Franklin County is home to Frankfort, Kentucky's capital city. State capitols usually are more Democratic than their states as a whole, due to possessing both a substantial government workforce and a notable minority population, as well as large numbers of younger, college-educated voters. Denver, Colorado, Atlanta, Georgia, Santa Fe, New Mexico, and Austin, Texas are examples of this.
Nevertheless, Trump won Franklin County with a plurality both times. Frankfort is a relatively small and more conservative city, and I've noticed that the smaller a state capitol is, the more likely it is to be Republican-Carson City, Nevada, Jefferson City, Missouri, and Cheyenne, Wyoming exemplify this.

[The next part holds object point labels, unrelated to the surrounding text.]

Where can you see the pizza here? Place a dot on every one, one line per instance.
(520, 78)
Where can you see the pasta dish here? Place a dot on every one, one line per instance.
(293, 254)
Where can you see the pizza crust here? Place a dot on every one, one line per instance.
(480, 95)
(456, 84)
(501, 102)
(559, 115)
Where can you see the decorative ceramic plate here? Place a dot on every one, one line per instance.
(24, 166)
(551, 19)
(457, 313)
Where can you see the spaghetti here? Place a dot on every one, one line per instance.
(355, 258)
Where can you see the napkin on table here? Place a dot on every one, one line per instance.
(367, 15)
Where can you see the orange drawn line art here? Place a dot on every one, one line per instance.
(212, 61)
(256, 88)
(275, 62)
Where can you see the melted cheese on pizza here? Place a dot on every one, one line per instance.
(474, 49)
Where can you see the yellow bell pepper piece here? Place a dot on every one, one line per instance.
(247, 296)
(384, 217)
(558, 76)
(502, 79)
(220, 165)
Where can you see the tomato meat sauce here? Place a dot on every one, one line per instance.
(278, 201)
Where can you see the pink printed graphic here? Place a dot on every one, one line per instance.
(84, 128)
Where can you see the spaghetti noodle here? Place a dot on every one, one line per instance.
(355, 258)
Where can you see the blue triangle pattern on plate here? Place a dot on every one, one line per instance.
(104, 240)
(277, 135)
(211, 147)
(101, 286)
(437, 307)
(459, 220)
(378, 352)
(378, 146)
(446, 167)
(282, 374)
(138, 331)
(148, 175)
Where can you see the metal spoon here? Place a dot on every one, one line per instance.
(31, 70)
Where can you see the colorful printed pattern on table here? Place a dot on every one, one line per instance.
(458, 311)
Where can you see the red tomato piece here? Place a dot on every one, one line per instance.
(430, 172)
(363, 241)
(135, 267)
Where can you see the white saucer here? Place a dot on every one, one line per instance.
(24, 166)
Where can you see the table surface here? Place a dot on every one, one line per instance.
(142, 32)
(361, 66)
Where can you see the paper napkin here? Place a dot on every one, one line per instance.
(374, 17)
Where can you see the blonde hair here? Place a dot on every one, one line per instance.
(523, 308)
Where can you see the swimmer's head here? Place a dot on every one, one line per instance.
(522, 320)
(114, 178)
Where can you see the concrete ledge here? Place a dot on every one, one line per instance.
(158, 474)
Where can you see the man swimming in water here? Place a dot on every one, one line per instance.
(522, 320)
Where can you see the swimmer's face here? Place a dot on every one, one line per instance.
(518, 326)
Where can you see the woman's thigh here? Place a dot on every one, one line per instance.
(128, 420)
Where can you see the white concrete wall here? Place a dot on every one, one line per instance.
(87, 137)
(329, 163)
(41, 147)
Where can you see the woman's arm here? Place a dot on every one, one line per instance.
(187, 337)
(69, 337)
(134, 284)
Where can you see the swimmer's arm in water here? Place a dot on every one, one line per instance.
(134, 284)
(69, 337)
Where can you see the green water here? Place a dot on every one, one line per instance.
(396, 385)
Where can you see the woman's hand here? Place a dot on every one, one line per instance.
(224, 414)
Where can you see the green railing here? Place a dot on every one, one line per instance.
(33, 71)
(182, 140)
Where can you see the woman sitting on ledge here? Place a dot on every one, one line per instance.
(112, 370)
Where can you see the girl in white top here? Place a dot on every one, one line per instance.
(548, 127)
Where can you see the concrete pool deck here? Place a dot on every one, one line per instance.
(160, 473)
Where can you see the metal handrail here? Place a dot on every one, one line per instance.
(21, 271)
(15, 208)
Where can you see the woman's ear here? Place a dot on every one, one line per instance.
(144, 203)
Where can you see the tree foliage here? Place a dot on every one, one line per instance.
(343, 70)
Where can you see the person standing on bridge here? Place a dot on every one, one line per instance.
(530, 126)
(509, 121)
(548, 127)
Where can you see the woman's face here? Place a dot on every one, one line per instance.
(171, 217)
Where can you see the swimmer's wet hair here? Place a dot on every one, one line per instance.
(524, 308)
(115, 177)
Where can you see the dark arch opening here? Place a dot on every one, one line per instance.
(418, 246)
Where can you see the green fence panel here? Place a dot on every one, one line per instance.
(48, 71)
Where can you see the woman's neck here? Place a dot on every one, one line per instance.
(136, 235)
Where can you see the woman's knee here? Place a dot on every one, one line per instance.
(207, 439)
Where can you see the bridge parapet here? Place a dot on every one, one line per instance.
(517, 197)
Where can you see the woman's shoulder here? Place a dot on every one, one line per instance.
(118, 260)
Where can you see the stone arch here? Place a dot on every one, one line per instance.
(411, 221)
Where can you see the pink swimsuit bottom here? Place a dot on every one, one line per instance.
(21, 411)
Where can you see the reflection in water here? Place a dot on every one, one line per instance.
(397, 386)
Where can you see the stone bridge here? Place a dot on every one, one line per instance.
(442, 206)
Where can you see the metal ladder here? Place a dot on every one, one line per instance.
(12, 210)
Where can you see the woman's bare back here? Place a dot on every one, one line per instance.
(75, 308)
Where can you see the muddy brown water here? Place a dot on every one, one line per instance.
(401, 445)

Springfield, IL, is the clearest remaining exception to this pattern. It tends to vote Democratic today, but by much smaller margins than similar-sized cities in the downstate (Biden got about 55% there, compared to 61% each in Peoria and Rockford), and its environs are firmly Republican. Sangamon County has only voted Democratic three times since 1936, although Biden came within five points: 1964, 1992, and 2008. Tammy Duckworth, in the midst of a massive overperformance downstate, only won it by about a point in 2016. I don't know enough about the city of Springfield to say much on why it remains fairly conservative even compared to demographically similar state capitals, but being in an ancestrally Unionist/Republican region and lacking a major higher education presence is probably much of the reason.